Dopo la Grande Mela, toccò alla capitale, Washington. La cattiva organizzazione del Coliseum, l’impianto d’amplificazione poco funzionante e l’eccessivo entusiasmo da parte del pubblico, che lanciò sul palco decine di gelatine gommose, di cui Harrison era ghiotto, resero l’esperienza un incubo per la band britannica. L’esibizione, tuttavia, fu un successo: più di ottomila spettatori riempirono la struttura, cantando in coro All my loving e le altre hits. La tappa seguente fu la Florida, dove, tra un’apparizione televisiva e un bagno di folla, i Beatles si concessero dei momenti di relax, in spiaggia e su uno yacht messo a disposizione da un milionario. A Miami, inoltre, conobbero il pugile Cassius Clay (il futuro Muhammad Alì). Un incontro divertente quello con il campione che, a detta di Ringo Starr, «È più grande di tutti noi messi insieme!».
Non è tutto oro quello che luccica: il lato oscuro dell’America
Il viaggio a stelle e strisce fu un innegabile trionfo. I Beatles, però, si ritrovarono a fare i conti con lo scetticismo e l’ironia dei giornali, che continuarono a lungo ad etichettarli come fenomeno passeggero. A stridere con queste opinioni, l’incontenibilità del loro seguito, che, in più di un’occasione, divenne molesta. Ne sa qualcosa Ringo Starr, che si vide tagliare una ciocca di capelli da un ammiratore, fatto che, ovviamente, scatenò una forte reazione da parte del batterista. Ancora più sconcertante, fu l’impatto con la pubblicità americana e con il suo approccio aggressivo. Gli organizzatori delle conferenze stampa, ad esempio, esponevano all’insaputa del gruppo cartelli per delle sponsorizzazioni. Più volte, inoltre, McCartney e soci avevano accettato di citare i nomi di alcuni prodotti, offrendo loro visibilità gratuita.

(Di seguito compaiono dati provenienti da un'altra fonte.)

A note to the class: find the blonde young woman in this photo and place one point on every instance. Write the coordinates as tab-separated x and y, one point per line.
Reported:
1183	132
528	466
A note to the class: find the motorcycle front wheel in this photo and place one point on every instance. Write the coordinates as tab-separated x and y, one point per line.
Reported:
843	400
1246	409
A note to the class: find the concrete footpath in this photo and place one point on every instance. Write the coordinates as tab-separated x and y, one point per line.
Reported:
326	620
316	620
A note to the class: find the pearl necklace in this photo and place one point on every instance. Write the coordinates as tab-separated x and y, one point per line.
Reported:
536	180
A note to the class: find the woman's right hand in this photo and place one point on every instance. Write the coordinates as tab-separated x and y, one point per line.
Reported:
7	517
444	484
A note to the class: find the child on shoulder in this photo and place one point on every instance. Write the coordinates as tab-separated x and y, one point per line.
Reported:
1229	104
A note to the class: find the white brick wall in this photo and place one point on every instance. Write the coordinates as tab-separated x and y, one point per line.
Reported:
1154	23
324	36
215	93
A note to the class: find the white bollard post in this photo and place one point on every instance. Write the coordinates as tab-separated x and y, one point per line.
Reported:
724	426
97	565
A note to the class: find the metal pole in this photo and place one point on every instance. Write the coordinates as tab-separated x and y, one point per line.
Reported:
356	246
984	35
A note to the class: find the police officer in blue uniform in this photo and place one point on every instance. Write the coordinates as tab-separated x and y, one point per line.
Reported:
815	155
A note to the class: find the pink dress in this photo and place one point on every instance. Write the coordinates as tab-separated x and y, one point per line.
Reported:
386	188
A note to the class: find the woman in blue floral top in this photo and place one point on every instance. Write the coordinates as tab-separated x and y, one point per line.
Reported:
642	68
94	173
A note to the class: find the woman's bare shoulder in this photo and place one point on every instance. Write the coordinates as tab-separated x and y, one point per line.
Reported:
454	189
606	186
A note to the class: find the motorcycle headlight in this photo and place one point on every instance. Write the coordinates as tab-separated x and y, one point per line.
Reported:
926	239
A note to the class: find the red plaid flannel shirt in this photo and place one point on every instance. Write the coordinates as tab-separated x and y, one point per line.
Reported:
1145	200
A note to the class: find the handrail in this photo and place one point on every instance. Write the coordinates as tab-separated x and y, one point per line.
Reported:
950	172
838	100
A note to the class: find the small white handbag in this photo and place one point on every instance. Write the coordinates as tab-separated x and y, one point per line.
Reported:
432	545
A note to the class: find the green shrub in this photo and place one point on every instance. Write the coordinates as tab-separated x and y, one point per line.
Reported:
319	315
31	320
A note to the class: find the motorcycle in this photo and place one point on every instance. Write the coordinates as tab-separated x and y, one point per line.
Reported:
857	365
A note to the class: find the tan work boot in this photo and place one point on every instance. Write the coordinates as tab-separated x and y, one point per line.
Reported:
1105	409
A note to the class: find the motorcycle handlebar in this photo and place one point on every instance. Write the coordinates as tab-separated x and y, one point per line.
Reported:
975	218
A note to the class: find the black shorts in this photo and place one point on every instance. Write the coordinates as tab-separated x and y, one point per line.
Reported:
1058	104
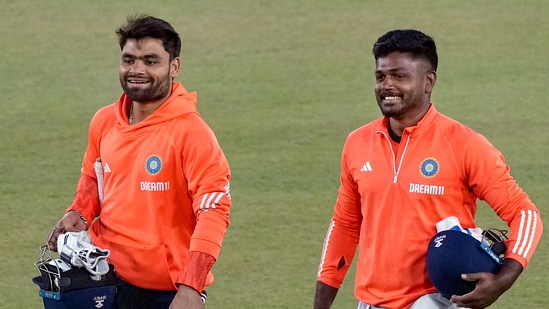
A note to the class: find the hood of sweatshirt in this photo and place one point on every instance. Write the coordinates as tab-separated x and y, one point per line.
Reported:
180	102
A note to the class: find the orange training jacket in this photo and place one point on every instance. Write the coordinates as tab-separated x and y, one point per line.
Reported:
392	195
166	189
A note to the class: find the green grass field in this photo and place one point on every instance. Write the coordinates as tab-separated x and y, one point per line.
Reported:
282	83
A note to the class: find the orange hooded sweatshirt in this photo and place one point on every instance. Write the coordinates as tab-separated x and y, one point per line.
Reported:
166	189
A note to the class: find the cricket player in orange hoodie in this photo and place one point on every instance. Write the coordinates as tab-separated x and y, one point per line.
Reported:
165	198
403	173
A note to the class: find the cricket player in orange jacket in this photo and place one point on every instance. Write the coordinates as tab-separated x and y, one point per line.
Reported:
165	207
403	173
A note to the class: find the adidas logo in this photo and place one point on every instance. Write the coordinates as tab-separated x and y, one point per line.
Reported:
366	167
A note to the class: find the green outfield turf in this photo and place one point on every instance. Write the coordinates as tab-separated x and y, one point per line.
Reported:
282	83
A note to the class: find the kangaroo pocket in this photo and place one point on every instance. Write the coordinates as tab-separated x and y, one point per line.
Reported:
144	265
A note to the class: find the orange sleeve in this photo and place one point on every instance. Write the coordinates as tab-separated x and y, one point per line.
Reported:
341	240
491	181
86	199
207	172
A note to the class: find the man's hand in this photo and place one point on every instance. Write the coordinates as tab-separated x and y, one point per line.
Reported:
187	298
489	287
71	222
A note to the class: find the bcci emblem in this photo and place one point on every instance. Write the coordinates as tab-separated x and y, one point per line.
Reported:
153	165
429	168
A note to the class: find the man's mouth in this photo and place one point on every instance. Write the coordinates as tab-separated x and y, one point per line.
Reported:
137	82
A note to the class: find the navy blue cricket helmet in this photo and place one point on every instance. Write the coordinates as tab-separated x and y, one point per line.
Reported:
452	253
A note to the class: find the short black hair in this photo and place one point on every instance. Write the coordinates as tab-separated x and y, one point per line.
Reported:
141	26
410	41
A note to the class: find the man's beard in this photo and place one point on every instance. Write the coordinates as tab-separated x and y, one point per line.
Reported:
154	92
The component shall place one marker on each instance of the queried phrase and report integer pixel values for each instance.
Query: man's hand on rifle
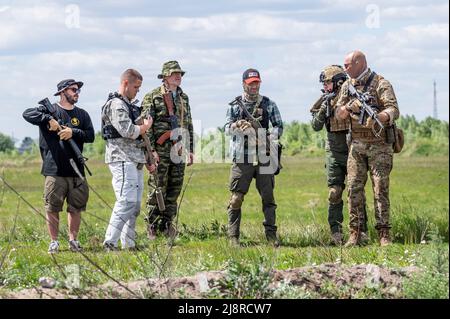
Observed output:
(66, 133)
(54, 126)
(241, 125)
(151, 168)
(147, 124)
(156, 157)
(354, 106)
(384, 117)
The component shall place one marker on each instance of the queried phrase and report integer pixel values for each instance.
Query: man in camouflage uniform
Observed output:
(323, 113)
(125, 158)
(369, 152)
(247, 163)
(171, 138)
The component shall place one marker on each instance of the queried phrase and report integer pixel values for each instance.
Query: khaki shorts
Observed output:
(71, 188)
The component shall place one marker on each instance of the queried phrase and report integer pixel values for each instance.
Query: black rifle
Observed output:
(275, 152)
(366, 110)
(325, 97)
(49, 108)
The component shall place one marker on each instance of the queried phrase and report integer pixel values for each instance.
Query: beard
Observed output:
(71, 99)
(251, 94)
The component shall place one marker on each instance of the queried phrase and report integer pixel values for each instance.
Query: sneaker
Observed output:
(109, 247)
(53, 247)
(74, 245)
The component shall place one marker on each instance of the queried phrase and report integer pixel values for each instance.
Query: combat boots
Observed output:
(337, 238)
(385, 239)
(357, 239)
(151, 231)
(273, 239)
(170, 231)
(234, 241)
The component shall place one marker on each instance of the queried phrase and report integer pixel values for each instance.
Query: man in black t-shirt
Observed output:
(61, 180)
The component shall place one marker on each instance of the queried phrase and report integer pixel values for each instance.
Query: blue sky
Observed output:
(43, 42)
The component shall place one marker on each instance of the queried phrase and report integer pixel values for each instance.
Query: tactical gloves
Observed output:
(354, 106)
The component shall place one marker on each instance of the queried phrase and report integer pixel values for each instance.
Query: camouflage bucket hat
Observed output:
(332, 73)
(169, 68)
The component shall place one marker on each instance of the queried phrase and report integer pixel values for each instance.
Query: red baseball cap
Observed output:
(251, 75)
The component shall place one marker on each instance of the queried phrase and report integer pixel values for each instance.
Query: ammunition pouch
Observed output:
(109, 132)
(399, 139)
(280, 148)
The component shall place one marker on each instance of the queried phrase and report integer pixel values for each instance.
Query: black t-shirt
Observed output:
(55, 153)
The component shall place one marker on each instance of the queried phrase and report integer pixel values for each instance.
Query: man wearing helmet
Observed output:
(370, 152)
(323, 114)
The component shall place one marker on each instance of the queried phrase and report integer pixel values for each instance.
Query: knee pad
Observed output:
(335, 194)
(236, 200)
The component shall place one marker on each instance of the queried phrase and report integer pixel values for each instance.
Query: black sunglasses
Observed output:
(75, 90)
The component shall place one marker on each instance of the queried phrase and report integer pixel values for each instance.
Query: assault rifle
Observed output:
(366, 110)
(151, 160)
(50, 108)
(325, 97)
(275, 152)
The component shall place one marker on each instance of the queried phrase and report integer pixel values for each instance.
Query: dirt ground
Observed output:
(346, 280)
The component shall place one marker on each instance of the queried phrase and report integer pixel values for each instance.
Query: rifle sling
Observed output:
(168, 101)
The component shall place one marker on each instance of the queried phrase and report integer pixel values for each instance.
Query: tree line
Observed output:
(423, 138)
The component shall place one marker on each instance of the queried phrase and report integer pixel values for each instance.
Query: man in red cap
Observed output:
(249, 161)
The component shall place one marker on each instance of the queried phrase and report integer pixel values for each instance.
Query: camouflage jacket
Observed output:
(126, 148)
(238, 147)
(336, 128)
(159, 112)
(383, 97)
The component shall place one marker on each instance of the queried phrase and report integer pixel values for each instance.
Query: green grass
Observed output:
(419, 206)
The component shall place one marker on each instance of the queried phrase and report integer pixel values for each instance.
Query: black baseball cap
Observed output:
(64, 84)
(251, 75)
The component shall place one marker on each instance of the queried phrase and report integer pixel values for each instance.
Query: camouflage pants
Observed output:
(336, 169)
(170, 179)
(375, 159)
(240, 179)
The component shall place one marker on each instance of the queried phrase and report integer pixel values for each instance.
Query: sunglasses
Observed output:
(74, 90)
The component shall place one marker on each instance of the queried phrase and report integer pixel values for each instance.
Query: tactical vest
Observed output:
(108, 130)
(361, 132)
(260, 110)
(333, 123)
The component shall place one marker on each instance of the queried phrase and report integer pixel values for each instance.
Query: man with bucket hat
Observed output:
(62, 181)
(172, 142)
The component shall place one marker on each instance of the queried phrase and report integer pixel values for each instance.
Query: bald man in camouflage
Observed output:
(368, 152)
(167, 103)
(323, 115)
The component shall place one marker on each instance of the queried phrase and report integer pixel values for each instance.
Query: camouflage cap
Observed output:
(169, 68)
(332, 73)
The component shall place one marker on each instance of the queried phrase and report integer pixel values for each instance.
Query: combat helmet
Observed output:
(333, 73)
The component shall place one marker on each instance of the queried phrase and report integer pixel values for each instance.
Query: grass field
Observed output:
(419, 212)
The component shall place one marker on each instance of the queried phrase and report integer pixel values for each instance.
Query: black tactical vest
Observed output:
(264, 105)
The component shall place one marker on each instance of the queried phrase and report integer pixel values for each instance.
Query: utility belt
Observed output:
(368, 136)
(166, 136)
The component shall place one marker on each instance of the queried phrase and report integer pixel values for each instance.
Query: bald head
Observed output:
(355, 63)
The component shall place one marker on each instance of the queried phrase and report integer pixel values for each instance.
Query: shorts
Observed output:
(73, 189)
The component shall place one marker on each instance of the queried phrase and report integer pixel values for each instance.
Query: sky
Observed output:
(288, 41)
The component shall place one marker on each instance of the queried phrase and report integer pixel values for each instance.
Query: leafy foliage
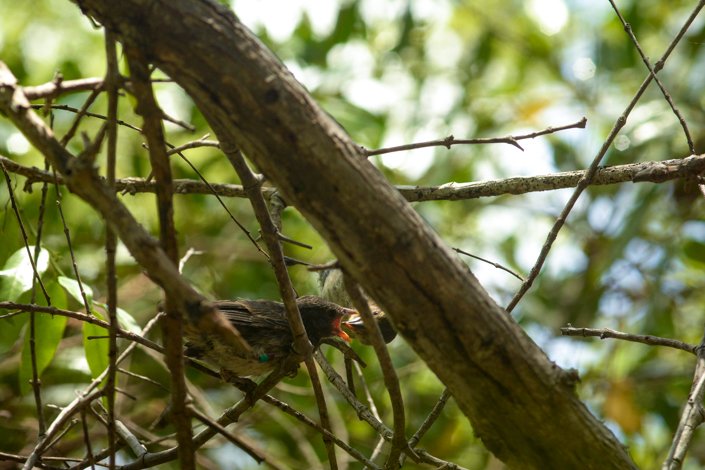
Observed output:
(630, 258)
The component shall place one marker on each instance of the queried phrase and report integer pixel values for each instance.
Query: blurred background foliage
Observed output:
(631, 256)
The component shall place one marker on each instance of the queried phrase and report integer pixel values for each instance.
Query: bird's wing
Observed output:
(262, 314)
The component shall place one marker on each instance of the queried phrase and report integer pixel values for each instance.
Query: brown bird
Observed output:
(357, 328)
(264, 325)
(330, 282)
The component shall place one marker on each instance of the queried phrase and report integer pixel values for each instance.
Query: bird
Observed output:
(330, 282)
(265, 327)
(357, 329)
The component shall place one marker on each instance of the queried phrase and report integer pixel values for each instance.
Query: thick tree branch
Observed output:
(522, 406)
(642, 172)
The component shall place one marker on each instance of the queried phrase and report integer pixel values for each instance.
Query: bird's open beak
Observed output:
(339, 332)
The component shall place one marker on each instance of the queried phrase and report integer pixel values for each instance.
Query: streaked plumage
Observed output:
(264, 325)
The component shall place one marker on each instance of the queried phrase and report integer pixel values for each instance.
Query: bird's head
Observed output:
(322, 319)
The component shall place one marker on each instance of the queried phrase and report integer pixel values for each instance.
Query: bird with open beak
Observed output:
(264, 325)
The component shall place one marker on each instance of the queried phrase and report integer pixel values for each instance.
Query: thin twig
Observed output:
(693, 415)
(450, 140)
(256, 454)
(603, 333)
(391, 381)
(173, 326)
(652, 171)
(16, 210)
(270, 234)
(592, 170)
(112, 78)
(496, 265)
(653, 71)
(54, 89)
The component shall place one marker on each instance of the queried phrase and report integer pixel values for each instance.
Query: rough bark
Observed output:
(522, 406)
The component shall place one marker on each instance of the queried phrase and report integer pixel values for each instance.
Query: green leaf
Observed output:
(96, 349)
(695, 251)
(48, 331)
(72, 287)
(127, 321)
(18, 273)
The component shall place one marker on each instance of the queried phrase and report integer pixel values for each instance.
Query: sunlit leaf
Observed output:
(73, 288)
(17, 273)
(96, 349)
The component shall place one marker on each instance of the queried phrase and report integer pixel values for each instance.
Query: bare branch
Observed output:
(592, 170)
(450, 140)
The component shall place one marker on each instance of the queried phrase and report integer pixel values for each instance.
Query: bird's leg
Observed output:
(244, 384)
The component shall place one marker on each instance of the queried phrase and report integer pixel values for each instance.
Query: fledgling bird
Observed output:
(332, 288)
(264, 325)
(355, 325)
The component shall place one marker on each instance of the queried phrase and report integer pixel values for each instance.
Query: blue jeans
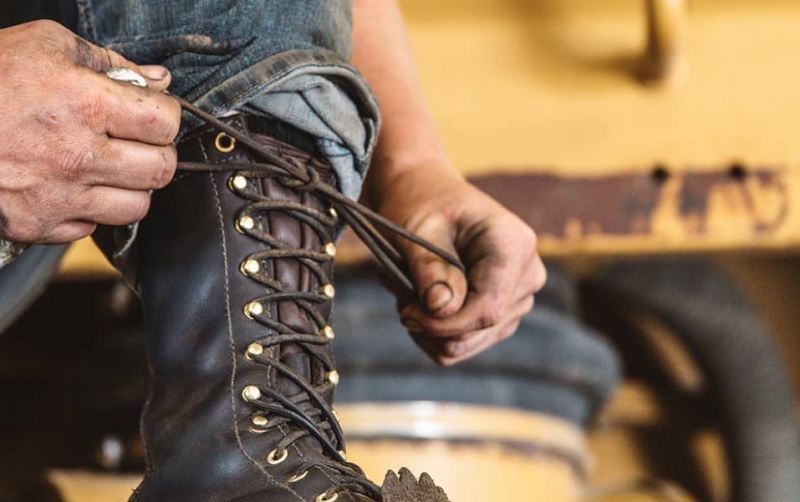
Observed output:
(264, 58)
(283, 59)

D’importanza sicuramente maggiore, fu l’episodio di Jacksonville, dove i Beatles avrebbero dovuto suonare. Quando vennero a sapere che bianchi e neri sarebbero stati separati in settori diversi, tuttavia, minacciarono di annullare lo spettacolo. Erano gli anni della segregazione razziale e i quattro, in prima linea contro le discriminazioni, costrinsero le autorità locali a cedere. John Lennon dichiarò: «Non abbiamo intenzione di esibirci davanti a platee divise. Non abbiamo mai voluto e non vogliamo iniziare adesso.». Il concerto, grazie al loro intervento, si tenne davanti a un parterre senza barriere. Da allora, prima di ogni show, i musicisti pretesero di firmare un contratto che assicurasse loro un pubblico integrato. Il tema del razzismo ispirò, anni dopo, la celebre Blackbird, un inno all’uguaglianza e alla libertà. Una bella lezione da parte della band più influente della storia che, a Jacksonville e nel resto del mondo, voleva unire tutti con il potere della musica, senza alcuna divisione.